Why is it that when our spouse isn't jealous we get upset and when they are jealous we get annoyed?
Good question, huh?
Why is money, truly, the root of all evil?
It's disgusting if you really break it down and think about it all: As humans, we love money and for the most part it seems to make us happy. Now let me ask you this, what about when we don't have enough? We seem to let it destroy us as a person, we let it rip us apart and depress us....causing not only problems within ourselves but problems with others such as family and also our spouse. With our economy now, its terribly hard for some to find a job. Most jobs call for a high school diploma, a G.E.D., and 2 or more years of previous experience in whatever it maybe you are applying for. Nowadays, it seems McDonalds or fast food is about the only thing you are guaranteed to get a position in. But, that still doesn't help when you want to find a better, more professional, job later on in life.
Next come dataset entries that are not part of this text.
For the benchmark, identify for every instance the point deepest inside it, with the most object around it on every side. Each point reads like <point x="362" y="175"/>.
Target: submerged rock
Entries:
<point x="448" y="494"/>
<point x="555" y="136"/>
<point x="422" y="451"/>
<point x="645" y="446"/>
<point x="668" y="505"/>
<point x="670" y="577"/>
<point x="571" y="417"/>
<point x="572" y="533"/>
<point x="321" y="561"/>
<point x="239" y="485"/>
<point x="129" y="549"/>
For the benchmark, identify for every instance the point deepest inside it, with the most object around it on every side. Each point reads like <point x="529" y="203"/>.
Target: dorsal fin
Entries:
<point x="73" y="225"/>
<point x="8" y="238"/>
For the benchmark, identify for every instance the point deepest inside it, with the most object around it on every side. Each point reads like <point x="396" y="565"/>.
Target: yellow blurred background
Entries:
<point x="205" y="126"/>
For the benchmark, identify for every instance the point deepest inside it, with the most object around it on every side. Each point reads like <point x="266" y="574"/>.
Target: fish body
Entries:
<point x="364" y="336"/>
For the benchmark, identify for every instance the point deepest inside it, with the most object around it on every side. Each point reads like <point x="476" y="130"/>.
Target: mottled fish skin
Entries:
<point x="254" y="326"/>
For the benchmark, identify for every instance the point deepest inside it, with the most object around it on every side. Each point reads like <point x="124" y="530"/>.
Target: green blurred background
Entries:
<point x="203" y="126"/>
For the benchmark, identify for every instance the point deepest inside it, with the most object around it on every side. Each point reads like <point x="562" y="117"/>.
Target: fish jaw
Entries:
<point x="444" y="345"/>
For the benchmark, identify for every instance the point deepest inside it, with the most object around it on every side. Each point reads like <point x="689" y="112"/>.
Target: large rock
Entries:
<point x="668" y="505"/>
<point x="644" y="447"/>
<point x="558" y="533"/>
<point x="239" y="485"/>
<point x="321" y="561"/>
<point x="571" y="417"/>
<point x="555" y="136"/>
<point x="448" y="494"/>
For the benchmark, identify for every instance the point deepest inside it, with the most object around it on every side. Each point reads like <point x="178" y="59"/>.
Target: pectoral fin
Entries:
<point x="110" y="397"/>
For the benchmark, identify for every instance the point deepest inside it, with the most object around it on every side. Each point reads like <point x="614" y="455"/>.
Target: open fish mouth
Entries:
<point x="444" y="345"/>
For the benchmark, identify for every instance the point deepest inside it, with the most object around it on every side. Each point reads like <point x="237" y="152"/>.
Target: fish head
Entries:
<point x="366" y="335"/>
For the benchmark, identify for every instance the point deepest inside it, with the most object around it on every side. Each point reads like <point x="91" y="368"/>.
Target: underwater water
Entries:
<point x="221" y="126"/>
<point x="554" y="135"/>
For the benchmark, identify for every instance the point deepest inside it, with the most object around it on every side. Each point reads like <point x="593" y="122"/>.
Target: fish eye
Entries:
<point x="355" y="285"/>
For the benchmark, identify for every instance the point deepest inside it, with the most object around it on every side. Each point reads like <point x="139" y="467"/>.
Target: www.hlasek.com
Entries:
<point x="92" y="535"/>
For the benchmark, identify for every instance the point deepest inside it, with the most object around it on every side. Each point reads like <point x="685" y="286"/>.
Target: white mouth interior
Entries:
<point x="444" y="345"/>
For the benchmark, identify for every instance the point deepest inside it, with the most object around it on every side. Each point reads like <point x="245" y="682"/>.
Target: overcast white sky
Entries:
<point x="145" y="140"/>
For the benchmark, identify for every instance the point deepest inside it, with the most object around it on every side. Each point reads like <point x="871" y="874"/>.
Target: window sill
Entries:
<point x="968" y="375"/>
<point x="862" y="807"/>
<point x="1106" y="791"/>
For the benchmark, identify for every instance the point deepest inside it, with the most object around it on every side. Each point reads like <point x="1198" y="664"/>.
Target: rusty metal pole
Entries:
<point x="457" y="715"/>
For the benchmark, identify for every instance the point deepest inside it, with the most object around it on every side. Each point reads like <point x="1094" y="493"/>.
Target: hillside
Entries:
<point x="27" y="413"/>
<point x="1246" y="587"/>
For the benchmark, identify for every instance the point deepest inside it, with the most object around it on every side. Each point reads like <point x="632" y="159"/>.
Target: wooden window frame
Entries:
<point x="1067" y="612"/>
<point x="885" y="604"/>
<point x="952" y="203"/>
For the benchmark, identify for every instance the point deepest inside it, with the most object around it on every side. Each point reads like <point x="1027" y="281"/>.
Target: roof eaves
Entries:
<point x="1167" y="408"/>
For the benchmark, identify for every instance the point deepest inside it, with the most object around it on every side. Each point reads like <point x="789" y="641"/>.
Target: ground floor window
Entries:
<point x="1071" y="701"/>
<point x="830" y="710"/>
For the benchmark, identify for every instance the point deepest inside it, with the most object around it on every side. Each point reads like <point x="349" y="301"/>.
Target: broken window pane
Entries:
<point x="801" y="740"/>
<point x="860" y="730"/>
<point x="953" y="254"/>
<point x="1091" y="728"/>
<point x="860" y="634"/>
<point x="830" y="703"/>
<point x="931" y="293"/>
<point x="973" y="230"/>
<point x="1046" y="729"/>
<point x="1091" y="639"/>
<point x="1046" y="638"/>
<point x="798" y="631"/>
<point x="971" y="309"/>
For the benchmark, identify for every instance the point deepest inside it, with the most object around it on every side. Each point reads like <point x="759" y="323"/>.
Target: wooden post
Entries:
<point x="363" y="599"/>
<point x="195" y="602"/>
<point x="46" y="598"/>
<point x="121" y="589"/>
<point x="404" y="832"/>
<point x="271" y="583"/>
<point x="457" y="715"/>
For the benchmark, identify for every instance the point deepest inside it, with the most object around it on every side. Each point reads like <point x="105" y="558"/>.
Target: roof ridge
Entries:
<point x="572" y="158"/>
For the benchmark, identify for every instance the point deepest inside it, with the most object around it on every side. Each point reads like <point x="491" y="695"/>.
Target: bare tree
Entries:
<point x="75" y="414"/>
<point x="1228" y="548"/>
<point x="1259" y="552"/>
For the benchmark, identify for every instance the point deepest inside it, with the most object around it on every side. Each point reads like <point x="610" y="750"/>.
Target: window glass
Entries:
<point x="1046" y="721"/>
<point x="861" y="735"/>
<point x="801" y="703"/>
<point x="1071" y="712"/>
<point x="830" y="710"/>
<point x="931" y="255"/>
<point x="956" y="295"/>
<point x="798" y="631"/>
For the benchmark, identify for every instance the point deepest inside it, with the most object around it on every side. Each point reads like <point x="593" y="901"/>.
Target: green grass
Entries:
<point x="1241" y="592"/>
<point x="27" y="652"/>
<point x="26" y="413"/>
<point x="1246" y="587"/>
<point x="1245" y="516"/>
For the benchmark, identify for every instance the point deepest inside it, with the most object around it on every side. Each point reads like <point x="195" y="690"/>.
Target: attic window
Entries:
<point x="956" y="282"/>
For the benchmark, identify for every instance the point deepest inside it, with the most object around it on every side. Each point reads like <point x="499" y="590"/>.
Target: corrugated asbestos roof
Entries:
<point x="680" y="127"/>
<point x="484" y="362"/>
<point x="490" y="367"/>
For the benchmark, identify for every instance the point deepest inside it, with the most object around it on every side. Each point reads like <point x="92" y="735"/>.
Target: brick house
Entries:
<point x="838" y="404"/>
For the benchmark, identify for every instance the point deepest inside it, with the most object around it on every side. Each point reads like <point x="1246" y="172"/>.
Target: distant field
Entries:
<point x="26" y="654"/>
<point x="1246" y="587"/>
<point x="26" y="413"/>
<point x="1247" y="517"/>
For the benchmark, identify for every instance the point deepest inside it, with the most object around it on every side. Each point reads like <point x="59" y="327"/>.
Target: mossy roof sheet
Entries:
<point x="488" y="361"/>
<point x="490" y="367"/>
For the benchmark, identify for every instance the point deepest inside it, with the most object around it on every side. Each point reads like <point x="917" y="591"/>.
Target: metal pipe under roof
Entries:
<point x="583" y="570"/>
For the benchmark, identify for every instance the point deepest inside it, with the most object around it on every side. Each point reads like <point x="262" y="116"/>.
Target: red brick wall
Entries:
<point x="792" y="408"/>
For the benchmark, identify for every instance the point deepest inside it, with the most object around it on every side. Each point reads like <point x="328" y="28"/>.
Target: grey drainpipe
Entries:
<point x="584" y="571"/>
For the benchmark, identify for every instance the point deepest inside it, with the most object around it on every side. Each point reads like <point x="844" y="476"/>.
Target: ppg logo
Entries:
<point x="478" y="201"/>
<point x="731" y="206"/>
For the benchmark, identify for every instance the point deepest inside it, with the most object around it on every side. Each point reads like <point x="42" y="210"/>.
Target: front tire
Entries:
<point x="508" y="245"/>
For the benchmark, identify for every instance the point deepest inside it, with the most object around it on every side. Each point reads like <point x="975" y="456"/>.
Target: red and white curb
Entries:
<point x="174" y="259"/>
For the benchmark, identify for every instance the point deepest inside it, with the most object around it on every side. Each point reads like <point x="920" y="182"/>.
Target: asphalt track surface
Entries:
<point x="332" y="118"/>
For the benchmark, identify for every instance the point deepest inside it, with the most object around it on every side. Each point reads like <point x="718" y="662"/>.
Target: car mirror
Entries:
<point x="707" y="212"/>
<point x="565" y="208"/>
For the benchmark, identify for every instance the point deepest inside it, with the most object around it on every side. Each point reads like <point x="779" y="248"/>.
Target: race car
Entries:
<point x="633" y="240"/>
No one notices that you worked at the local McDonalds for 3 years while you were in high school. So therefore you are at a stand-still on where to apply next. Sometimes getting a job is about "who you know" and sometimes even "how much money you have" and how "well-known" you are. Such a sad world we live in.
Now there are people who play the poor-pitiful me game of "well no one is hiring", as they sit on their rear watching TV all while living off the government. SHAME ON YOU PEOPLE! Then we have those who wake up every single day, hopeful and search but still don't have the right qualifications, and most of the time these are the people who are the most hardworking, who have been through hell and back and actually know the value of a dollar. Yet, employers hire these spoon-fed adults who don't give two-shits.
When some one cannot find a job after searching and searching, it eventually takes a toll on them. Causing them depression and to become a recluse to the world, leaving them feeling worthless. Now, what about when you find a job and your spouse doesn't seem to support your job or career decision, when it's really the only option you have at that moment? Even though you've done nothing but support your spouse 100% in their decision making. Your spouse constantly nags about your needing to find employment but once you do, it isn't the right job and then seems a little disappointed which brings other concerns to the surface of your relationship.
A spouse should stand behind you no matter what at all times! Through good and bad, thick and thin!
With my job decision of deciding to go be a Hooters Girl, I'm not going to lie, it has caused some issues between N and I. He's seemed to almost shut it out of his mind and totally played the "I don't care" card. Which in my mind has come across as well he doesn't care and isn't proud of me or proud of my job decision. If anything, he would be embarrassed. But it hasn't started with the job...like I said the job has just brought some other things to the surface that I've noticed but failed to mention.
I want my spouse to be proud to be dating one of the "World Famous Hooters Girls" I know if I was a guy, I would be. I am the most faithful person he has EVER dated, I've never done anything to embarrass him before, I get dressed up for him only to be put on the back-burner when we go out on the weekends. You should never have to BEG your spouse for attention, and basically that's what I'm doing. I'm standing here daily, begging my spouse to show me off to his friends, make them jealous and be proud to have me on his arm. I'm tired of begging, especially when they're are "plenty of fish in sea" who would be more than happy to show me off and show me the attention I deserve. No, I'm not saying leave your spouse when they aren't showing you attention and I'm definitely not telling you to cheat, that is a complete NO-NO!
Now with all that being said, I think a lot of guys think money can buy a girls happiness, yes in the beginning it can! But once your feelings get involved money no longer matters, attention and love do! Yes, I know we all get caught up in work and sometimes we neglect our spouse because we may be tired and have other issues on our brain but trying to occupy someone with money does nothing....especially for someone who is looking for emotional comfort, love and attention from their significant other.
Always give your spouse the attention and love they deserve or someone else will.
Communication is key.
Lets say that again: Communication is key.
Now, one more time: Communication is key.
If your spouse doesn't seem worthy of your attention or even your love, then communicate and explain what's going through your head. I know it's hard to bring up the conversation, but if it isn't resolved it will only get worse....




I know, personally. I've been there and experienced it.